Live From Fall Ball: Outfielders

Ready for the in-depth info on the Instructional League baseball going on in Lakeland? TigsTown and Mark Anderson have you covered, going player-by-player. Next up, the outfield.

Left Field
Ben Guez – He was definitely quicker than I expected, covering more ground in the outfield and getting around the bases faster than what I had previously been told. His speed in the outfield helps compensate for some rawness that leads to poor jumps and rounded routes, but overall he gets to most balls he should. His arm is strong enough for the position, and he showed a quick release with reasonable accuracy during drill work. I liked his approach at the plate, as he exhibited a cautious aggression. He attacked pitches in the zone but demonstrated an ability to recognize pitches and avoid chasing those he couldn't square up easily. There's a fair amount of development left here, so be patient.

Brent Wyatt – Worked exclusively in left field while I was here, despite having shown positional versatility in the past. He showed good instincts in the outfield, with quick jumps and good routes, despite only average speed. His arm is strong and extremely accurate; firing darts to the bases with ease. His offensive game grew on me the more I saw of him. He was able to tag line drives to all fields from both sides of the plate, and there was more power in his small frame than I anticipated. He's a pretty patient hitter, though he won't hesitate to attack a first pitch strike that he feels he can drive. I think he may ultimately be best suited for a utility role where his bat and defensive abilities will be best utilized.

Centerfield
Andy Dirks – He started and played every inning in center this week, and I think he'll move quickly playing that position. He could start next year in Lakeland thanks to what I observed to be a refined approach at the plate, good bat control, heady base running, and very good defensive abilities. Andy is a line drive hitter that can use all fields but excels working from center to the right field line. He has a very good concept of the strike zone, allowing him to pick pitches he can drive, and get on base at a good clip. He should be able to hit for average and moderate power. Defensively, he has speed that's a tick above-average, an average arm, and very good instincts. He's probably a fourth outfielder right now, and I don't see much chance he doesn't reach that profile at the big league level.

Luis Salas – I list him here because he took flies from the position during workouts, but he didn't play an inning there during games, and given how much he's thickening up in the lower half, I don't think he'll be there long term. He's a good runner now, but will likely lose a tick or two as he reaches his physical peak. He runs good routes to balls in both center and right, and his arm is strong enough to carry right field. I love his potential at the plate, but he's likely a ways from approaching it. He has power in his bat, though it is more batting practice power, than game power right now. He'll need to improve his contact ability to take advantage of his physical gifts, and given his age there is a good chance he makes strides in this area. West Michigan may be a possibility for Salas next spring, but that is based on the premise of continued development this fall and into minor league spring training. If he remains at his current levels, he's likely destined for extended spring training and a probably trip to Oneonta.

Right Field
Chao-Ting Tang – ‘Tanger' is not nearly as refined as we were led to believe upon his signing, and his development may take time. Working from a classic Asian-style batting stance he has an excellent ability to make contact on pitches all over the place, but he has yet to really demonstrate an ability to drive the ball. He is an excellent bunter with above-average speed. CT's feel for the game borders on uncanny for someone so young, and that knowledge of the game makes up for some rawness in his ability.
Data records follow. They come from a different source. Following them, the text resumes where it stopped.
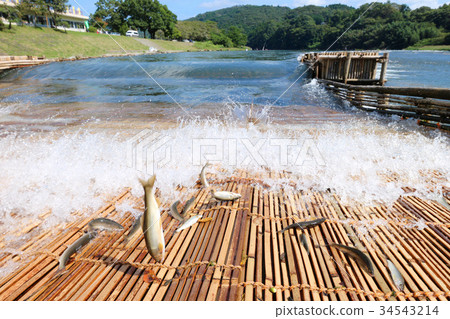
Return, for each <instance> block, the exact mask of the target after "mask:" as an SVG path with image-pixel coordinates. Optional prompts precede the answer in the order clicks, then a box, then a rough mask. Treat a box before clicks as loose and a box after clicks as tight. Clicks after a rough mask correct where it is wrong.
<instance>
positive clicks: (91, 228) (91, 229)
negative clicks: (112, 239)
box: [88, 218, 123, 231]
mask: <svg viewBox="0 0 450 319" xmlns="http://www.w3.org/2000/svg"><path fill="white" fill-rule="evenodd" d="M88 228H89V231H94V230H108V231H121V230H123V226H122V225H120V224H119V223H117V222H115V221H113V220H111V219H108V218H96V219H93V220H91V221H90V222H89V224H88Z"/></svg>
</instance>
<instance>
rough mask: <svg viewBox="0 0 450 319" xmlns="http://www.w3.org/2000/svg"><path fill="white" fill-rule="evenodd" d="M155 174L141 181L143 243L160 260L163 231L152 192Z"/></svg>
mask: <svg viewBox="0 0 450 319" xmlns="http://www.w3.org/2000/svg"><path fill="white" fill-rule="evenodd" d="M155 180H156V176H155V175H153V176H152V177H151V178H150V179H149V180H148V181H141V184H142V186H143V187H144V191H145V200H144V202H145V212H144V220H143V222H142V231H143V232H144V238H145V244H146V246H147V250H148V252H149V254H150V255H151V256H152V257H153V258H154V259H155V260H156V262H162V261H163V260H164V255H165V252H166V247H165V242H164V232H163V229H162V224H161V213H160V211H159V207H158V203H157V202H156V198H155V193H154V187H153V186H154V184H155Z"/></svg>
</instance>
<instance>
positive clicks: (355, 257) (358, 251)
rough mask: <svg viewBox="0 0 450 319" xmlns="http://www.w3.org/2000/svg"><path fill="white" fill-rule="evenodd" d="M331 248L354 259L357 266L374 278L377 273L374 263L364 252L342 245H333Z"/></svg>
mask: <svg viewBox="0 0 450 319" xmlns="http://www.w3.org/2000/svg"><path fill="white" fill-rule="evenodd" d="M330 247H334V248H337V249H339V250H340V251H342V252H343V253H344V254H346V255H348V256H349V257H351V258H353V259H354V260H355V261H356V262H357V264H358V265H359V266H360V267H361V268H362V269H364V271H365V272H367V273H368V274H369V275H370V276H372V277H373V276H374V274H375V272H374V270H373V265H372V261H371V260H370V258H369V257H368V256H367V255H366V254H364V253H363V252H362V251H360V250H359V249H357V248H354V247H349V246H345V245H341V244H335V243H331V244H330Z"/></svg>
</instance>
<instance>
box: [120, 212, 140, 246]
mask: <svg viewBox="0 0 450 319" xmlns="http://www.w3.org/2000/svg"><path fill="white" fill-rule="evenodd" d="M143 220H144V214H141V215H139V216H138V218H136V219H135V220H134V223H133V225H132V226H131V229H130V231H129V232H128V234H126V235H124V236H123V237H124V238H125V242H128V241H129V240H130V239H131V237H133V235H134V234H135V233H136V232H137V231H138V230H139V229H142V221H143Z"/></svg>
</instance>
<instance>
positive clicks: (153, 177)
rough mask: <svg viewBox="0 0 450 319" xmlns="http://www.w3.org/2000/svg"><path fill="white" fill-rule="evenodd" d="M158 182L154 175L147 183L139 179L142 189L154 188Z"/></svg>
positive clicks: (141, 179) (142, 180) (154, 175)
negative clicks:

He is a very good defender in right field with a strong arm, good routes, excellent reactions, and a strong work ethic. He seemed quite frustrated with his performance at the plate, but he did show the tools of a capable offensive player. I think it may take a year or two before we begin to see statistical results from Tang, but he may be worth the wait. Don't be surprised if he makes a return trip to the GCL in 2009.

Londell Taylor – I didn't get the opportunity to see him in any games, but he did participate in several workouts that I saw. He's starting to bulk up, but the impressive raw tools are still very evident. He can run and throw with the best of them, though he may lose a bit of speed down the line. Instinctually he looked as raw as I expected, and that will take some time for him to develop. At the plate he showed more true power than I thought he would, but his swing is very unrefined with some holes and a need for added ability to recognize and lay off breaking balls and change-ups. There is still a ton of raw talent here, so don't get too down on him if things don't come quickly.